Classe 1990, Francesca Manzini, attrice, imitatrice (la parodia di Ilary Blasi, e non soltanto, rasenta la perfezione), conduttrice radiofonica e televisiva — attualmente insieme a Marco Marzocca fa parte del comitato scientifico de «Una scatola al giorno», il nuovo programma di Raidue condotto dall’attore Paolo Conticini in onda tutti i giorni dal lunedì al venerdì alle 19,50 — è una donna profonda. Anni di disturbi del comportamento alimentare, a metà tra bulimia e anoressia, bullismo e relazioni tossiche, l’hanno segnata, sì, ma allo stesso tempo le hanno restituito una consapevolezza rara, come racconta nel libro autobiografico «Stay Manza. La tragicomica avventura di vivere in un corpo» (Sperling & Kupfer).

Possiamo dirlo? Oggi lei è una donna con gli attributi…

«Possiamo dirlo, ma a modo mio: ho due palle così. Non ho bisogno di persone che pensino a me: so il fatto mio. Quando era tempo che mi affidassi, non è andata come avrei voluto. Non ho avuto una adolescenza idilliaca, poi è stato anche peggio. Oggi mi è ben chiaro: nel bene o nel male, la vita dipende esclusivamente da noi, non dagli altri».

Parole forti che lasciano a intendere. Cosa è successo esattamente?
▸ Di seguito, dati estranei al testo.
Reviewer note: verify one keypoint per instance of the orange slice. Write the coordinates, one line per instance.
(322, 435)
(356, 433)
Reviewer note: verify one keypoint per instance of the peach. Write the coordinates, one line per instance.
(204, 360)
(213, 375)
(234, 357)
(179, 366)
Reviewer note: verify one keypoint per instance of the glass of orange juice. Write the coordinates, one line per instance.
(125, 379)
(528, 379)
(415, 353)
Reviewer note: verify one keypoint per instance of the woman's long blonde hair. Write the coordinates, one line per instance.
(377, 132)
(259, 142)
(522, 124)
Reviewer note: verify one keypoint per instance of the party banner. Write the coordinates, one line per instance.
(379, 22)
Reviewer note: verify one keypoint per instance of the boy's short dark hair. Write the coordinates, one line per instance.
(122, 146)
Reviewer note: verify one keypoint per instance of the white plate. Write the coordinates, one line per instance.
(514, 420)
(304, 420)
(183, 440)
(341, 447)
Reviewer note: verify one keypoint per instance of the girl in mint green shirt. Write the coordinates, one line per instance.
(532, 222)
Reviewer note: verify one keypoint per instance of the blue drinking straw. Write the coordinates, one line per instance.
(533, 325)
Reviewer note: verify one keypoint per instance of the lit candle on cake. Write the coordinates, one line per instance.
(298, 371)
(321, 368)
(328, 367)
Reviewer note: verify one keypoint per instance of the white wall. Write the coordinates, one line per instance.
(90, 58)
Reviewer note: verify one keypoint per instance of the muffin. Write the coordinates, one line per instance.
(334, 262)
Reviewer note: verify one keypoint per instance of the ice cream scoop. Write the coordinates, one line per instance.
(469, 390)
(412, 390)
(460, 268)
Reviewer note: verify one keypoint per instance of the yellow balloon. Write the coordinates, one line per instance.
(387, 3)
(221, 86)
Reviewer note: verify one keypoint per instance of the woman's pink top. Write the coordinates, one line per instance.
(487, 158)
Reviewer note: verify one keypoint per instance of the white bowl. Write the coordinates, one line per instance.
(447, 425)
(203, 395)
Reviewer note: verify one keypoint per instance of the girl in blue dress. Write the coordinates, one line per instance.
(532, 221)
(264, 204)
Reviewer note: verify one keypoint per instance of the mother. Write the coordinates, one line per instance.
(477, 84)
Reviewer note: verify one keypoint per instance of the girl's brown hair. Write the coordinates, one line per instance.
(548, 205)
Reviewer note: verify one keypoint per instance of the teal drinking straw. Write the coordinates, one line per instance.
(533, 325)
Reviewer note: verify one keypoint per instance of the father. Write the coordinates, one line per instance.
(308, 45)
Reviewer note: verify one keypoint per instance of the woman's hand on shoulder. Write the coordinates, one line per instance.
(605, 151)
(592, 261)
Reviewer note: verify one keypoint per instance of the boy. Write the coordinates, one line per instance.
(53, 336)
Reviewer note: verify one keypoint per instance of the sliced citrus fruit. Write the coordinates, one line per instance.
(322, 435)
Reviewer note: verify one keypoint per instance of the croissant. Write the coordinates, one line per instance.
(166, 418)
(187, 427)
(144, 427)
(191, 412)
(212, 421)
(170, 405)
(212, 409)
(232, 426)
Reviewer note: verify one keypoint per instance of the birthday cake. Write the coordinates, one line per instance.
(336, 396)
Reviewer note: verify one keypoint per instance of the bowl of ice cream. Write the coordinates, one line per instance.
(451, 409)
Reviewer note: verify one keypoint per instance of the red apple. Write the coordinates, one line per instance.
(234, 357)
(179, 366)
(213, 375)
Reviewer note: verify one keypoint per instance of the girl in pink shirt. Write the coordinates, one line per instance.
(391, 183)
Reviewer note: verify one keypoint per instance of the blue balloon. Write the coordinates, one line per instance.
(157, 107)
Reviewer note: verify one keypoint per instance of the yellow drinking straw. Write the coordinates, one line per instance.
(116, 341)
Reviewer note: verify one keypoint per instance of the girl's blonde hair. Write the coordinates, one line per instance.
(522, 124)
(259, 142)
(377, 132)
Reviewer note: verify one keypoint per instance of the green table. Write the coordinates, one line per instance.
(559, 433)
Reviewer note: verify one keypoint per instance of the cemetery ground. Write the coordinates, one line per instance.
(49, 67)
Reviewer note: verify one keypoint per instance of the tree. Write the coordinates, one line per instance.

«Sono cresciuta in una famiglia in cui il litigio era la normalità. Mamma e papà discutevano spesso. I loro diverbi scandivano le mie giornate. Io, per anni, ho vissuto come sospesa tra il senso di colpa — mi sentivo responsabile di quella situazione — e il senso di inadeguatezza. Chissà, forse non ero la figlia migliore per loro. Ho trovato conforto nel cibo. Ne ho fatto un alleato: con digiuni e abbuffate esprimevo al meglio le mie inquietudini. A 14 anni sono arrivata a pesare 72 chilogrammi: mi chiamavano cesso, cellulitica. A 18 ero riuscita a buttarne giù 25. Difficile gestire il bullismo, quando ne sei vittima. Ma il giudizio di un padre, che per una figlia femmina è il primo, grande amore, è anche peggio».

Cioè?

«Ero anoressica, conclamata. Mio padre un giorno mi disse: “Tra i tanti cazzi che ho per la testa, non posso avere anche te”. Me lo urlò affinché reagissi. Svenni. Non era modo. Non si giudica. Lui, mio padre, lo aveva fatto e non è stato il solo».

Chi altri?

«Uomini. Ne ho incontrati e conosciuti diversi. Me ne infatuavo: era un modo per esorcizzare l’amarezza che il rapporto con papà mi aveva lasciato. Mi ponevo al centro, avevo bisogno di essere coccolata. A 23 anni il baratro: allora stavo con uno che beveva. Era il minore dei mali. Nella sua vita non ero la sola: mi tradiva e menava. Io, annullata, mi sono lasciata sopraffare: non avevo alcuna regola, nessun appiglio, nessun punto di riferimento, se non il bisogno compulsivo di cibo. Un inferno durato 4 anni fino a quando, a 27, Piero Chiambretti mi ha voluto con sé in tv. Sono rinata, anche se…».

Cosa?

«… anche se non dimentico. Né è giusto che lo faccia».

Perché?

«Perché grazie a quelle persone sono la donna che sono».

Nel mezzo la rinascita.

«Esatto, dalle mie stesse ceneri come l’araba fenice. Ho trovato un equilibrio nuovo, anche grazie al cibo. Mangio sano. Di più: mi nutro per stare bene, non per compensarmi. Ho impiegato 15 anni per capirlo. Ora mi è chiarissimo anche grazie alla mia psicoterapeuta, Daniela Minea, che mi ha messo davanti ai miei tre grandi nemici: il caos alimentare, la paura dell’abbandono e l’autosabotaggio. E grazie a Marco Giardina che mi ha insegnato ad amare il cibo. Oggi mangio di tutto, senza paura di ricadere in quel binge eating disorder (disturbo da alimentazione incontrollata) di cui tanto ho sofferto. Alle volte vacillo: capita quando a tavola introduco qualche cosa che il mio stomaco non è più abituato a ricevere. Cinque minuti e passa: sono padrona di me».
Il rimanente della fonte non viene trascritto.